Aragón recupera su lugar como potencia frutícola después de dos duros años marcados por la sequía y el pedrisco
140 personas trabajan en la cooperativa de La Almunia de Doña Godina en el momento en que más variedades se acumulan. En el Bajo Cinca, Cinca Medio y La Litera moverán 300 kilos de fruta. Europa sigue siendo el mercado mayoritario para ambas zonas

Aragón ha recuperado su lugar como potencia frutícola después de dos duros años marcados por la sequía y las condiciones meteorológicas negativas, como el pedrisco. La cooperativa de La Almunia de Doña Godina vive uno de los momentos más intensos del año en el ecuador de la campaña. Hasta 140 personas trabajan para dar salida a las siete variedades de fruta que se acumulan en este periodo. Europa sigue siendo el mercado mayoritario, aunque el objetivo es ampliar con la vista puesta en China. Pretenden introducirse en el mercado asiático con la cereza y abrir así un protocolo que llevan implantando desde 2017.

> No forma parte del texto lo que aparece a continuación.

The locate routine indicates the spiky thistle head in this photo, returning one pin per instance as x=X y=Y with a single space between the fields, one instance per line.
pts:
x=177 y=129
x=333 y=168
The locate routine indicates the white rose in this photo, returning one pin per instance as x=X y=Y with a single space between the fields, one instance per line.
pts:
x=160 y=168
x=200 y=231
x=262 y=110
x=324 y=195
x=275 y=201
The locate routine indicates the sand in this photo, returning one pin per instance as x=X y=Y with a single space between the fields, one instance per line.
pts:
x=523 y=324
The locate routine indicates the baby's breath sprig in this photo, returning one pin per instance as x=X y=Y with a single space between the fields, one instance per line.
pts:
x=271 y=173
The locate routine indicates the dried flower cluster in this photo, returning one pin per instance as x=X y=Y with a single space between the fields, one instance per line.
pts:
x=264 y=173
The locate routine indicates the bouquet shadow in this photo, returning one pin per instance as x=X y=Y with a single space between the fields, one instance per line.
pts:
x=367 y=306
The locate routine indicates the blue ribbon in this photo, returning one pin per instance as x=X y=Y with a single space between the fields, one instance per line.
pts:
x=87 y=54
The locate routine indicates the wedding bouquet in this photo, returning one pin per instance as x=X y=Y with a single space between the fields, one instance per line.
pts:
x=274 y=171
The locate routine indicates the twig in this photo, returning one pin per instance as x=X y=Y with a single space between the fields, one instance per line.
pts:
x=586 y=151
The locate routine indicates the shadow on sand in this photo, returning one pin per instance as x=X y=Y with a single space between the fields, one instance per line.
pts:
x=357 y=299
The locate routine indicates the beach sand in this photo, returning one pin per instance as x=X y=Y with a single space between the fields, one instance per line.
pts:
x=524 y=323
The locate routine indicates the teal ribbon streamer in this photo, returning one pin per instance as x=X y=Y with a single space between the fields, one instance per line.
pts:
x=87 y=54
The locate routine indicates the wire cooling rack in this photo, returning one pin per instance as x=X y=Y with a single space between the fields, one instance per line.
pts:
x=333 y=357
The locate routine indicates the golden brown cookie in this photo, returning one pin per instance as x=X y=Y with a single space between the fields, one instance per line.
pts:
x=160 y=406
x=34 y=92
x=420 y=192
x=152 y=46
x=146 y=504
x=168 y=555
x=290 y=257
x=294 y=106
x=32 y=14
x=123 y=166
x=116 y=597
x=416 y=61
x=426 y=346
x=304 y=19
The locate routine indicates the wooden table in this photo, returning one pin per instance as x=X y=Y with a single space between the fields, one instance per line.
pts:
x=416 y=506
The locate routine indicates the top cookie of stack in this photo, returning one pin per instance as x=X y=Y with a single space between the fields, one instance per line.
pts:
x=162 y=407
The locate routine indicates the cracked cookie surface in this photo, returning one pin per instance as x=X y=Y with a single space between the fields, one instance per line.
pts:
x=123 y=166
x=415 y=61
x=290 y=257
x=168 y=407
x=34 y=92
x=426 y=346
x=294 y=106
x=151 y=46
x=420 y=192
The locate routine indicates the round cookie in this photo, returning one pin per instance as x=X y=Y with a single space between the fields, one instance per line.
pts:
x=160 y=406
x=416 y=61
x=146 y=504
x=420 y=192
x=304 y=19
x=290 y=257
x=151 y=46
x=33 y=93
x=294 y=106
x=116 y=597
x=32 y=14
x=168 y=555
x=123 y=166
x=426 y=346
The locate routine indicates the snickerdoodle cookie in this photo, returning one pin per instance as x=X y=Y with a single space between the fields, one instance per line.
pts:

Trabajan contra reloj con decenas de formatos para cada cliente. Este año cuentan con la ventaja de la calidad de la fruta que, ha asegurado el gerente de la Asociación de Empresarios Agrícolas de la Margen Derecha Del Ebro, Agustín Sánchez, "es excepcional y además tiene mejor calibre que en campañas anteriores". Después de años complicados por las heladas y el pedrisco, la producción está en la media.
El lado negativo, ha apuntado el presidente de esta cooperativa, Antonio Lozano, es que "el consumo de fruta sigue cayendo, sobre todo entre los jóvenes". Por eso, los productores piden lanzar una gran campaña promocional copiando a otros países y aunando intereses: "Tendría que ser a un nivel que aglutinara todo el sector de fruta dulce. Tenemos aquí dos comunidades muy próximas que acumulamos la mayor producción a nivel nacional, que son Cataluña y Aragón, y debería ser algo conjunto".
Esta zona de la comarca de Valdejalón tiene una de las campañas más largas, que se extiende desde finales de abril, con la cereza, hasta principios de noviembre con la fruta de pepita. Llegar tan pronto a los mercados y durante tantos meses permite fidelizar clientes.
"Nunca se sabe cuál será el precio final"
En la zona del Alto Aragón, las comarcas del Bajo Cinca, Cinca Medio y La Litera son las que mayoritariamente se dedican al cultivo de la fruta. Los agricultores creen que saldrán más de 300 millones de kilos en una campaña que califican de "buena" en cuanto a la calidad y la producción.
Entre sus reivindicaciones recuerdan que todavía no saben a qué precio van a vender el producto, a lo que suman las exigencias del mercado. Para Verónica Alins, alcaldesa de Fraga en funciones, la problemática es "que nunca se sabe el precio final que cobrará el agricultor porque no acaban de llegar ni la Ley de Cadena Alimentaria ni la efectividad en los pagos".
El secretario provincial de Uaga en Huesca, Óscar Moret, ha destacado que el calor y la escasa lluvia han hecho "que la calidad sea mayor y la fruta más dulce". Cerca del 60% de la producción de la fruta de hueso de esta zona se exporta. A los compradores habituales como Alemania e Inglaterra también se suma este año el mercado italiano.